Eine künstliche Intelligenz (KI) malt das Porträt eines Mannes. Nun gut, sie malt es nicht, sie errechnet es. Zum materiellen Bild wird es erst, wenn man es ausdruckt. Und ein Porträt ist es auch nicht, denn den Mann, den es darstellt, gab es nie. Das Bild wurde von miteinander konkurrierenden Netzwerken (GAN) erschaffen auf Grundlage eines Datensets aus 15 000 tatsächlich einmal gemalten Porträts. Es mutet also nur an wie ein Gemälde des ausgehenden 19. Jahrhunderts.
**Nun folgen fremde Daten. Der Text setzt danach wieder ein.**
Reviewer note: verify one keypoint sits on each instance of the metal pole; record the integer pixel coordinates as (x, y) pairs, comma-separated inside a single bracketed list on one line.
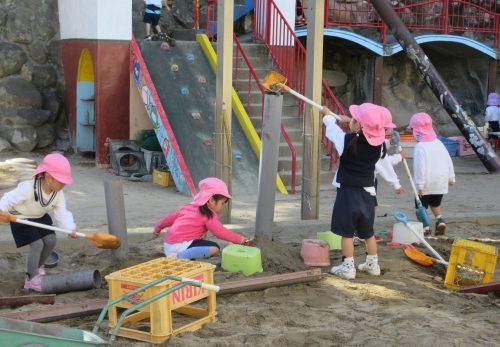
[(223, 111), (312, 120), (438, 86), (268, 166), (115, 210)]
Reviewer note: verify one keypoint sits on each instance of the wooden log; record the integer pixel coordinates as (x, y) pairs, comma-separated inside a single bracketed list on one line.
[(27, 299), (482, 288), (93, 307), (59, 312), (259, 283)]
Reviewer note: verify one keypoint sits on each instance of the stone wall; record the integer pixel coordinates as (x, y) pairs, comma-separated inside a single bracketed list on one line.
[(31, 75)]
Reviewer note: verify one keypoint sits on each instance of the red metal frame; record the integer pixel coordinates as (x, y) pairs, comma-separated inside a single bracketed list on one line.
[(291, 60)]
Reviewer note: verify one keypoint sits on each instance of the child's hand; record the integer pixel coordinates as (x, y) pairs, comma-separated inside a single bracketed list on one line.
[(247, 242)]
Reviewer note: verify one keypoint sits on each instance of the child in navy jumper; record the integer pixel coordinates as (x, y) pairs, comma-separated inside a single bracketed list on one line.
[(354, 208), (433, 170)]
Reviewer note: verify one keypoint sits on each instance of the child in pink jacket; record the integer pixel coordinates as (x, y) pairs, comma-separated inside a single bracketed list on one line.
[(189, 225)]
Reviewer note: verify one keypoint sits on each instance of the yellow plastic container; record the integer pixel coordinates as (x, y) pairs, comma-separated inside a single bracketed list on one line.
[(334, 240), (158, 314), (162, 178), (239, 258), (470, 263)]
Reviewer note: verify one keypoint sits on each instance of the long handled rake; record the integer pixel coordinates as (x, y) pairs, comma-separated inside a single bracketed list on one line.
[(100, 240), (275, 82), (420, 211)]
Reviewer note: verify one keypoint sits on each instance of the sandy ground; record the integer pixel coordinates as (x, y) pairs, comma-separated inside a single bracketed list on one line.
[(406, 305)]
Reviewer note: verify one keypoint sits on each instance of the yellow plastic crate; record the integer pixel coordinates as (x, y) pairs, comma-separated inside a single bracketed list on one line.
[(470, 263), (158, 314), (163, 178)]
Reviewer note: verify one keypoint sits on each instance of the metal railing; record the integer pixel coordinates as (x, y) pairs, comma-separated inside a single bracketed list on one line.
[(289, 55), (254, 83)]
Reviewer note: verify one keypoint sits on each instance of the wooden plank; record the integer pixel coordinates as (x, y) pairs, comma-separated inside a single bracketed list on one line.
[(482, 288), (59, 312), (259, 283), (93, 307), (27, 299)]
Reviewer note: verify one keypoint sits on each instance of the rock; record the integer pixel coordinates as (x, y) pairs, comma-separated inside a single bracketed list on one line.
[(18, 27), (53, 103), (19, 92), (13, 116), (22, 138), (44, 28), (4, 15), (44, 76), (54, 52), (4, 145), (38, 52), (12, 58), (46, 135)]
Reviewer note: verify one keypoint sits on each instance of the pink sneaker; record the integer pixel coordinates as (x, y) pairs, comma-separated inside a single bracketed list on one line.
[(35, 283)]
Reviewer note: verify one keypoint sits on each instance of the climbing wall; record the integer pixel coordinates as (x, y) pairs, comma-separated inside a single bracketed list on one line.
[(185, 85)]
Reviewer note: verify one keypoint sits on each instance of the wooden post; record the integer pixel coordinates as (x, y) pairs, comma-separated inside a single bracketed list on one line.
[(223, 111), (377, 80), (312, 120)]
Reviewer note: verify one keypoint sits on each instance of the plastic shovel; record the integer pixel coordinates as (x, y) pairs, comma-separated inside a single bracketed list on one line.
[(100, 240), (415, 255)]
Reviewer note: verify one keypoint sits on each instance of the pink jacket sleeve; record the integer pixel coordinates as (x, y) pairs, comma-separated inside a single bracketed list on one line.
[(217, 229), (166, 221)]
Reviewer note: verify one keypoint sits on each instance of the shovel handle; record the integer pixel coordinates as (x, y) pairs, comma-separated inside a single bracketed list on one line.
[(401, 217)]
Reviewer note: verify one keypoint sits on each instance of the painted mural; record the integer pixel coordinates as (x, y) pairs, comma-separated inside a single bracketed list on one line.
[(160, 130)]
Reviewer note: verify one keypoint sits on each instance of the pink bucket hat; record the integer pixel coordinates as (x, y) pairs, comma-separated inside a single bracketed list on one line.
[(421, 123), (57, 166), (373, 121), (208, 188), (492, 99)]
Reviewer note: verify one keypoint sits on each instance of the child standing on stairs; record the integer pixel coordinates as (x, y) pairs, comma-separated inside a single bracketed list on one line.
[(34, 200), (189, 225), (354, 208)]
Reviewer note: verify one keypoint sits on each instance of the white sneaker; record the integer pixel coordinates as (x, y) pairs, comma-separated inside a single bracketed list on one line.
[(344, 271), (371, 268)]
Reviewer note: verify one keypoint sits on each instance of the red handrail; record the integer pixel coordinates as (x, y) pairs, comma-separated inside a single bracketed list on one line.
[(289, 55), (252, 75)]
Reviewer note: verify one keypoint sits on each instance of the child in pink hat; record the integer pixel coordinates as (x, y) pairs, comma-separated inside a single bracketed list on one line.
[(492, 117), (432, 168), (40, 200), (189, 225), (354, 208)]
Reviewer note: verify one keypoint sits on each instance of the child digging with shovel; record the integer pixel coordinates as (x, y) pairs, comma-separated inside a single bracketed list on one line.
[(189, 225), (35, 200), (354, 208)]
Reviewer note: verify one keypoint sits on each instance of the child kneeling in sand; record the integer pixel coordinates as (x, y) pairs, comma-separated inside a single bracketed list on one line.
[(189, 225), (35, 200)]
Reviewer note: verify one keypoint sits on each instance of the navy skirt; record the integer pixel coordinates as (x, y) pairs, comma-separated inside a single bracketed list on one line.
[(25, 234)]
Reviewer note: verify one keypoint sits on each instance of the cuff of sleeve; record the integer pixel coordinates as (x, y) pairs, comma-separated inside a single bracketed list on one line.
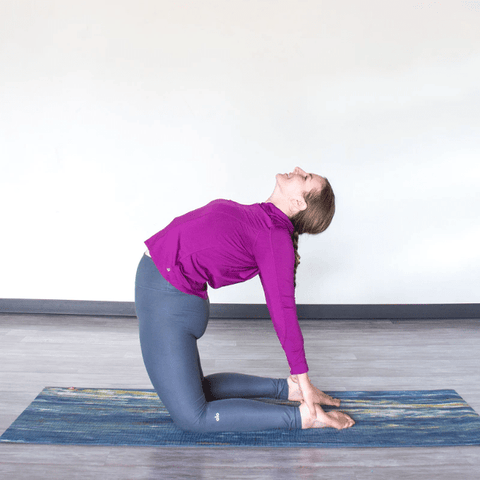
[(299, 369)]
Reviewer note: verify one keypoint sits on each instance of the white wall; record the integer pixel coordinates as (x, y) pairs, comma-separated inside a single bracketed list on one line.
[(116, 116)]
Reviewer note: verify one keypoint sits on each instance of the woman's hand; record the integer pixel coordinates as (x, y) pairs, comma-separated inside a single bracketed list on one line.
[(334, 419), (317, 395), (308, 392)]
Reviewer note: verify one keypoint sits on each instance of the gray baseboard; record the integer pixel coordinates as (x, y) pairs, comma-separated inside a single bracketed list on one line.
[(253, 311)]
So aber druckt es eine Künstlergruppe aus, signiert es mit einer Zeile aus dem Code, der die KI angetrieben hat und lässt es bei einer Auktion versteigern, wo es eine knappe halbe Million Dollar erbringt. All das geschah im Oktober letzten Jahres. Jetzt die Preisfrage: An wen geht das ersteigerte Geld?

An die Künstler, die das Bild einreichten?
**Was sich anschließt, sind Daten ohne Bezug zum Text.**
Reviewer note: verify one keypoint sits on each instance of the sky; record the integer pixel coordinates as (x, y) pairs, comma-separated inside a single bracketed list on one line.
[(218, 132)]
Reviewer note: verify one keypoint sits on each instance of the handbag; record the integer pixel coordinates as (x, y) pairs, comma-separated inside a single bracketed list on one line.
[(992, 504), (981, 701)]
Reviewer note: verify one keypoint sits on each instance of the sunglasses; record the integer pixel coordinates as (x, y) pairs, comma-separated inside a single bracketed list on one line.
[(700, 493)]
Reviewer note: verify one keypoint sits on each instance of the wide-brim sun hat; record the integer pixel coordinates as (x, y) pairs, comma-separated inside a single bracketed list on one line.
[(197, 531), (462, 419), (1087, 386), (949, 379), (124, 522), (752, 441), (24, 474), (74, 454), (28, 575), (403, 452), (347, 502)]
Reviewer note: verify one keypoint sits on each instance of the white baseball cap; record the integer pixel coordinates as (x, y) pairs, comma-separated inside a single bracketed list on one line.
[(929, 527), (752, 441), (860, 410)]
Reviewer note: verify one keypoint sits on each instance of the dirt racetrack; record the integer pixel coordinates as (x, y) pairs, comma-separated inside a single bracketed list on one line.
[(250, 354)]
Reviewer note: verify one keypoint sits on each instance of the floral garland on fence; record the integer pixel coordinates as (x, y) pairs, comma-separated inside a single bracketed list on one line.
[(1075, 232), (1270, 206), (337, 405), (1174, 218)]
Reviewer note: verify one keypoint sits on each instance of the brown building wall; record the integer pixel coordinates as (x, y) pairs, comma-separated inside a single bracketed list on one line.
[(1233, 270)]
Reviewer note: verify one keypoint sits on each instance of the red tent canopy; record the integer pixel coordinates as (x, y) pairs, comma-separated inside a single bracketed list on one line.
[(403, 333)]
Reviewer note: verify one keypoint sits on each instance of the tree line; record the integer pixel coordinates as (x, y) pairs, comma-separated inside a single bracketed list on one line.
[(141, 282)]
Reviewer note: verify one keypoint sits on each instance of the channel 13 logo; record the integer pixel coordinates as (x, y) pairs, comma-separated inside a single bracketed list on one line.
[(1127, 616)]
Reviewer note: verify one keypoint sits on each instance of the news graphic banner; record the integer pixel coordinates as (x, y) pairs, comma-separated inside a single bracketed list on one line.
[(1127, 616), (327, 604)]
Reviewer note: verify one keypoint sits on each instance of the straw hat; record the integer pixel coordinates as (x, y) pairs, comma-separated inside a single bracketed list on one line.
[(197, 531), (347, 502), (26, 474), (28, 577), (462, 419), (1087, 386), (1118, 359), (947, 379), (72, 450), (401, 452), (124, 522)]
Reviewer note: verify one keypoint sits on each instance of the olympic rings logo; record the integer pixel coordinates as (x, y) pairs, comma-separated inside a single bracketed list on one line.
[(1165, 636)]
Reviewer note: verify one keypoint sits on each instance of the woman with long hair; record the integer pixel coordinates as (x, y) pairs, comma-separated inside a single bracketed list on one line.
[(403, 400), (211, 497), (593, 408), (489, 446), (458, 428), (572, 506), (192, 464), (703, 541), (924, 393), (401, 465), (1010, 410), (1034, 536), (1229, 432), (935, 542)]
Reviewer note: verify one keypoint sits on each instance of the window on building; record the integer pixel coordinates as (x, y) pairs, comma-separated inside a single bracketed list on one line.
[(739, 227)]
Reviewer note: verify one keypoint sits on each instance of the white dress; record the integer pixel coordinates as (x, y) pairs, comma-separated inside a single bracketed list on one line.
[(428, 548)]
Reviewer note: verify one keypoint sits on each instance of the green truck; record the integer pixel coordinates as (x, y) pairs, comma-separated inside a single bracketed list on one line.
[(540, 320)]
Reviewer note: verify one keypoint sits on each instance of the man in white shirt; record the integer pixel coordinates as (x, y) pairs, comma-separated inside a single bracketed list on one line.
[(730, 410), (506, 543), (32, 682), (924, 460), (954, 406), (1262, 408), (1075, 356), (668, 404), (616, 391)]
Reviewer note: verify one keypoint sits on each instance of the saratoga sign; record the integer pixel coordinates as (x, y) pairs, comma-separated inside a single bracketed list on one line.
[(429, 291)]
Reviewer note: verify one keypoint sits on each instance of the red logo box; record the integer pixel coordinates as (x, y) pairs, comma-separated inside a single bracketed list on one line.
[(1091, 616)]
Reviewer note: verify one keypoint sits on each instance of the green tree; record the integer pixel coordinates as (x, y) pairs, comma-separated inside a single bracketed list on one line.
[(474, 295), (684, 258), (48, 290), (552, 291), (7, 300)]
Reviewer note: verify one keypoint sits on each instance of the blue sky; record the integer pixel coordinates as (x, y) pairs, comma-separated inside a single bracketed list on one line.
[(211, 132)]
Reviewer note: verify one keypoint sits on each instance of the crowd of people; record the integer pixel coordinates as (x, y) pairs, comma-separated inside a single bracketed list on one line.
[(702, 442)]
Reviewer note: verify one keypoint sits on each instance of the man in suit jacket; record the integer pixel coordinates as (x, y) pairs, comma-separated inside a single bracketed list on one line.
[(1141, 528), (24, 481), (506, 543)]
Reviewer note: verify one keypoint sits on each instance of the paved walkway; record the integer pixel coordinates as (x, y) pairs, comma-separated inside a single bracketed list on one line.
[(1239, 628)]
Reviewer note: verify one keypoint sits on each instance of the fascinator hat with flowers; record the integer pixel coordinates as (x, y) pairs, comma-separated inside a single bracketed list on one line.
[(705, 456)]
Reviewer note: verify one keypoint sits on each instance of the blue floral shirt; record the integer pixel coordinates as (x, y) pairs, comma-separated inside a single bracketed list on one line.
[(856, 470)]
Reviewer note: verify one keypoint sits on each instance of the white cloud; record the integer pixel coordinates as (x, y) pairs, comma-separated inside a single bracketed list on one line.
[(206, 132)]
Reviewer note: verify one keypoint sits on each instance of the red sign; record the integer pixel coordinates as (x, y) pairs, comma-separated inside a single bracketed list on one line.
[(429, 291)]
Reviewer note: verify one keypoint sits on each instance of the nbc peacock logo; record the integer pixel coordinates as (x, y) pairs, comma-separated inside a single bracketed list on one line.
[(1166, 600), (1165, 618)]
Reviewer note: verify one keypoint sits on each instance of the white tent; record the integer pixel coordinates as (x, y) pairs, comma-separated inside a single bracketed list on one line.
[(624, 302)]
An die KI, die es errechnet hat?

An den Code, der ihr zugrunde liegt?

An den Drucker, der das Porträt aus reiner Virtualität befreite?

An den Schöpfer der Netzwerke, Ian Goodfellow, ein Superhirn im Dienste Googles?

An die Betreiber des GAN, ohne die diese ganze schöpferische Bilderkonkurrenz mit all ihren Adepten und Emanationen ja nur theoretisch existierte? Ohne funktionierendes GAN gäbe es ja nicht einmal das Artefakt eines Gemäldes, das ja schon deswegen keines ist, weil es keinen Maler gibt. Oder - in Zeiten von KI - nun etwa doch?

Oder aber in diesem speziellen Fall an jenen findigen Burschen, der auf die Idee kam, Goodfellows GAN-Idee und das funktionierende Netzwerk zur Produktion altertümlich wirkender Porträts einzusetzen? Er schuf tatsächlich Hunderte ähnlicher Bilder, die er lange vor der spektakulären Auktion veröffentlichte. Dieser Teenie ist Robbie Barrat, ein Junge, der nichts mit dem Künstlerkollektiv zu tun hat, die das Bild einreichte. Dieses hat seinen unter eine Open-Source-Lizenz gestellten Algorithmus in "tiefer Dankbarkeit" übernommen, er wie auch der Erfinder von GAN seien "ein großer Einfluss gewesen". So die offizielle Ehrerbietung des Kollektivs, das klug genug war, dieses Bild nicht selber zu signieren.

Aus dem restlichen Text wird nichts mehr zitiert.